Homer and Marge snap the photo at a waterfall, but a splash from Evelyn knocks the phone into the water. At dinner, Patty blames Marge for making Homer reduce her girlfriend to his level. Marge says Evelyn ruined everything for her and is a bad influence on Homer because she acts just like him. Patty is horrified and breaks up with Evelyn.

Lisa reveals her financial concerns to Bart, so he suggests showing their parents the expenses in Kirk's book. They sneak into the master bedroom and find what Lisa believes to be priceless artifacts, which Lisa thinks the Van Houtens are smuggling to pay for their vacation. When she exposes this, Kirk says they are salt and pepper shakers that were meant to be gifts for the families.

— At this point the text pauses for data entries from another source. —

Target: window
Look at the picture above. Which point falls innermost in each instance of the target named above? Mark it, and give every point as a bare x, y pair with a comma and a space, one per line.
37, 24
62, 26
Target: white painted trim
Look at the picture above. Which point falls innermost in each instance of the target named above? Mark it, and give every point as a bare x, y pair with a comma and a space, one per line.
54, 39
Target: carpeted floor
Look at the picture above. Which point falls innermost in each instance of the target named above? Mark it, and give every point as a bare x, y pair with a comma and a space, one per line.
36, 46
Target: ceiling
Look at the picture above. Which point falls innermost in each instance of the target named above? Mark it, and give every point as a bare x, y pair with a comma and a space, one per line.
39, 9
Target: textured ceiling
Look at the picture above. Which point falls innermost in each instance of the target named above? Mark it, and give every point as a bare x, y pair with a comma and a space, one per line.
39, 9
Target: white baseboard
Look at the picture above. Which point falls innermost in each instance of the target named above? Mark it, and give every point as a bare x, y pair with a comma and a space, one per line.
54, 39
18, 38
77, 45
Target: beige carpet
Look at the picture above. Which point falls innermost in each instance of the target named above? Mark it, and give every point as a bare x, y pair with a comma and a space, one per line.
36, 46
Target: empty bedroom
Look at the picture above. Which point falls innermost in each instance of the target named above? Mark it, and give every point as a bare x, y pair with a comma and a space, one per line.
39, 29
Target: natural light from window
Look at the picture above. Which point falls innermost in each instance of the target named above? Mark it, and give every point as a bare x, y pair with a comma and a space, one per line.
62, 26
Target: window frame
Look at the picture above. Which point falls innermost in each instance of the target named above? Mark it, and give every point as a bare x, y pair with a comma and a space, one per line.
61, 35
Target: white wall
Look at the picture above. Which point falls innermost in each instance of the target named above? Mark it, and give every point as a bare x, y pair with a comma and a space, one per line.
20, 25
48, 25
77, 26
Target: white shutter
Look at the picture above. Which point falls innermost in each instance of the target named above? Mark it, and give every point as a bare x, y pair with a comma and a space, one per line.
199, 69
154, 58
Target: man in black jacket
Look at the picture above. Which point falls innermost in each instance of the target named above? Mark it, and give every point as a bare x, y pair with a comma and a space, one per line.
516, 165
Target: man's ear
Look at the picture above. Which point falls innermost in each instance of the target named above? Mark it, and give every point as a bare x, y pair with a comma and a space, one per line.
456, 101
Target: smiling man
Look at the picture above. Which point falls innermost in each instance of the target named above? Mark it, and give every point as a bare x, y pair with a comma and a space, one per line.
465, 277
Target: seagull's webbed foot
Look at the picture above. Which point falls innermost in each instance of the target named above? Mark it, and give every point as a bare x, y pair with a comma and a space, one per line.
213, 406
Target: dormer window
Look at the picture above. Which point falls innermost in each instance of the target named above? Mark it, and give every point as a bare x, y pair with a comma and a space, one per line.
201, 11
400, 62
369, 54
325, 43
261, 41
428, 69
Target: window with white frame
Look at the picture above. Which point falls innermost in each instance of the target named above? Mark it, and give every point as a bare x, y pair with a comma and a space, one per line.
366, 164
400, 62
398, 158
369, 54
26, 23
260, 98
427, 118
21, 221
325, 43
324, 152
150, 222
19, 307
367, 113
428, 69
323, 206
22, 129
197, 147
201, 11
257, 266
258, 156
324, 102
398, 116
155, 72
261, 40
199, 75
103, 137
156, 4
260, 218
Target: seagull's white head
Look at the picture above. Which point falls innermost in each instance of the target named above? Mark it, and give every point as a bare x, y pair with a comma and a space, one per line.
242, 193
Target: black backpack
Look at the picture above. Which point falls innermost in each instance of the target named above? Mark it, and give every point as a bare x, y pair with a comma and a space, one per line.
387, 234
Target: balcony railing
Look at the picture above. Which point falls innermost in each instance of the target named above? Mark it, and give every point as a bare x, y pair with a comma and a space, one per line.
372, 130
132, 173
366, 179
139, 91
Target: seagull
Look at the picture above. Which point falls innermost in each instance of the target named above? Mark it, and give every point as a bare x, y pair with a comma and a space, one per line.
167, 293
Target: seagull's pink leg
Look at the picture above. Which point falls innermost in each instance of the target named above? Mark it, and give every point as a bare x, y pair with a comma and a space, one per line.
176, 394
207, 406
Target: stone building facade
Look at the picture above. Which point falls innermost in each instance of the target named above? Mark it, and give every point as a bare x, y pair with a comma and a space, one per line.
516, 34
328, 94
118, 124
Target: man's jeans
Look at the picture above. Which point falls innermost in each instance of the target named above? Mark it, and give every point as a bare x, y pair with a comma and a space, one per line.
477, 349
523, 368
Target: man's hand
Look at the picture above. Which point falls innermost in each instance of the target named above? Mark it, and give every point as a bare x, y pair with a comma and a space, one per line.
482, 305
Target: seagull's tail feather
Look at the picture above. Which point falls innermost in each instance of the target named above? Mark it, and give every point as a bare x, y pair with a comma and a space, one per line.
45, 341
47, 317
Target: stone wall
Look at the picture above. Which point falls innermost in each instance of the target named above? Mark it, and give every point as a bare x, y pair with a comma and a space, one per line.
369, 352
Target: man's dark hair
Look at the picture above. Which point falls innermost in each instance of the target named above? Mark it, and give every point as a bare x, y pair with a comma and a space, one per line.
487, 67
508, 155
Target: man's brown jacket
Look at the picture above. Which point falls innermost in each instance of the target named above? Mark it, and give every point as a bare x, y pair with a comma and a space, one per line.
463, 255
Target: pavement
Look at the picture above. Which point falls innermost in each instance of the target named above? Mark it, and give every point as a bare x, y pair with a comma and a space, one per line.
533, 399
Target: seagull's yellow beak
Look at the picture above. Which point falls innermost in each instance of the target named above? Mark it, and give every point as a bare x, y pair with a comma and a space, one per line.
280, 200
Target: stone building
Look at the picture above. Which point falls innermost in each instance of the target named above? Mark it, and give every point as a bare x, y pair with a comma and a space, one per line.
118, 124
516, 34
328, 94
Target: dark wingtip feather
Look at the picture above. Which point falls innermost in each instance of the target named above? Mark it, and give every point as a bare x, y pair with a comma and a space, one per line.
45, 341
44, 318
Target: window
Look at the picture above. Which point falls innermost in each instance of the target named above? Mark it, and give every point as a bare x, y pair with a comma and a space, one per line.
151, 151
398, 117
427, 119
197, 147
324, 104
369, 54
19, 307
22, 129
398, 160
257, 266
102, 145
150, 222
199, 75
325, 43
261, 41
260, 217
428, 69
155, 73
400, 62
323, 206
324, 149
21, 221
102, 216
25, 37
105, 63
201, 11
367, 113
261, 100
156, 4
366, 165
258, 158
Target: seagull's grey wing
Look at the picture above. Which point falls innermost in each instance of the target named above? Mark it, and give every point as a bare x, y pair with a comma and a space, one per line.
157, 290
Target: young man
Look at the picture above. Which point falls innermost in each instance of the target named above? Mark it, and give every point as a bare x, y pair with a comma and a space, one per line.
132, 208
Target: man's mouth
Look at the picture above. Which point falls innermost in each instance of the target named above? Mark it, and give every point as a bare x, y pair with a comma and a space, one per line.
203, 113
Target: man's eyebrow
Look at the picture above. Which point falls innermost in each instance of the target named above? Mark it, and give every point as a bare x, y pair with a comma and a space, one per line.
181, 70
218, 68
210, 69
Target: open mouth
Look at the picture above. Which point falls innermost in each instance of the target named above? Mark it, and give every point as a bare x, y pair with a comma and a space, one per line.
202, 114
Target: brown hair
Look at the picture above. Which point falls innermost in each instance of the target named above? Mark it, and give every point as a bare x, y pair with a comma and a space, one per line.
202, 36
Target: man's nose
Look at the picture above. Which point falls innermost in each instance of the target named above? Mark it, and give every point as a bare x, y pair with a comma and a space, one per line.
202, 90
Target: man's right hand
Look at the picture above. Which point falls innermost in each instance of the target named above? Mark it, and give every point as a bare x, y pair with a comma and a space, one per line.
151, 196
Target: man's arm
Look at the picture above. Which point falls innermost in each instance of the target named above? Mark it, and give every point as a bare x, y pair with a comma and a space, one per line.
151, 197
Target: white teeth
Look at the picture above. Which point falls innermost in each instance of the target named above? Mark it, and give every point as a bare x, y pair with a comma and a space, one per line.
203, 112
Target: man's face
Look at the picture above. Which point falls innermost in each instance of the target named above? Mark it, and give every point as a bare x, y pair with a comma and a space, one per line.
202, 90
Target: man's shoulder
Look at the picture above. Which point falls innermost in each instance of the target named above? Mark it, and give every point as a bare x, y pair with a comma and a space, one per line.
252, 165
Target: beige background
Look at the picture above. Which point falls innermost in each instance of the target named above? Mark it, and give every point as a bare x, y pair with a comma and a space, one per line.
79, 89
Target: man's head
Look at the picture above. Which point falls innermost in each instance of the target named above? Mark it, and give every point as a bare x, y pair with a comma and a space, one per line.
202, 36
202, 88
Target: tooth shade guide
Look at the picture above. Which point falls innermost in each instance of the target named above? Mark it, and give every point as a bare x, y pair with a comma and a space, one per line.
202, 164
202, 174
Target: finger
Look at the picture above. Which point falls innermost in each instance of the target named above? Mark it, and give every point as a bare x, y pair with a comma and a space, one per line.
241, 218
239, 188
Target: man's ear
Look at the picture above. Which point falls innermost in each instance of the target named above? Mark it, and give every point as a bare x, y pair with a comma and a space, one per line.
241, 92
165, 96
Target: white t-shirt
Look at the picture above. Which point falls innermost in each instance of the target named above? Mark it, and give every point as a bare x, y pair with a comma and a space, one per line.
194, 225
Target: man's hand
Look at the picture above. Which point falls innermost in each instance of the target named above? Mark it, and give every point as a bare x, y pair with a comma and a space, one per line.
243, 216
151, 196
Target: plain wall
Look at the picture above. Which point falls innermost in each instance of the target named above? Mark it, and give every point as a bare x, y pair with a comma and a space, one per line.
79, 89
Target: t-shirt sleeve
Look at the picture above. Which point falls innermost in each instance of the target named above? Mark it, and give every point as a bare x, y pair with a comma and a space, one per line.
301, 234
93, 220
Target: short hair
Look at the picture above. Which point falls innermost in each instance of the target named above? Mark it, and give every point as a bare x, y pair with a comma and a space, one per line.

The Simpsons decide to leave. Because Kirk charged them extra for ruining the trip, the family tries to take the shakers but discovers a painting of Kirkedemious Van Houten, who built the house the Van Houtens own. They confront the Van Houtens for making people pay while they use the house for free. Meanwhile, Marge apologizes to Patty. She says that while Homer hates her, Evelyn loves her. Patty agrees to reconcile with Evelyn.

Kirk refunds the families. Homer wants to retake the photo, but Marge says their vacation is not about being perfect but is about living in the moment. Meanwhile, Patty and Evelyn kiss on the zipline.

==Production==
Fortune Feimster guest starred as Evelyn, Patty's new girlfriend.

==Reception==
===Viewing figures===
The episode earned a 0.8 rating with a 4 share and was watched by 2.08 million viewers, which was the most watched show on Fox that night.

===Critical response===
Tony Sokol of Den of Geek gave this episode three stars out of five, stating ""Livin' la Pura Vida" a beach drink without an umbrella. While there is plenty of fodder for a variety of jokes, it is light on the comedy. The country goes unmolested and the only family to get ribbed is the Simpsons, who once again live up to their reputation of not living up to the community standard even when the standards are lowered. The family didn't get into the country club in season 7's "Scenes from the Class Struggle in Springfield," and now they aspire to the Van Houtens. There needs to be more struggle and less class".

Dennis Perkins of The A.V. Club gave this episode a B+, stating "'Livin La Pura Vida' is one of the better recent excursions, though, credited writer Brian Kelley steering the family’s group vacation to the Van Houten’s favorite getaway spot in Costa Rica around the sub-genre’s worst pitfalls, while managing to tell a coherent story from beginning to end. There’s even something of a nifty little mystery in how the seemingly no-more well-off Van Houtens are able to afford their annual multi-family trip, and some above-average character work to address the usually ignored financial stress the Simpsons’ single-episode world traveling would cause".

Carol Vaughn of The Costa Rica Star thought the episode was "very imaginative" in portraying Costa Rica such as inventing new cocktails that the characters drink and said the depiction of the country was "exceedingly favorable."

===Awards and nominations===
Brian Kelley received a nomination for the Writers Guild of America Award for Outstanding Writing in Animation at the 72nd Writers Guild of America Awards for his script to this episode.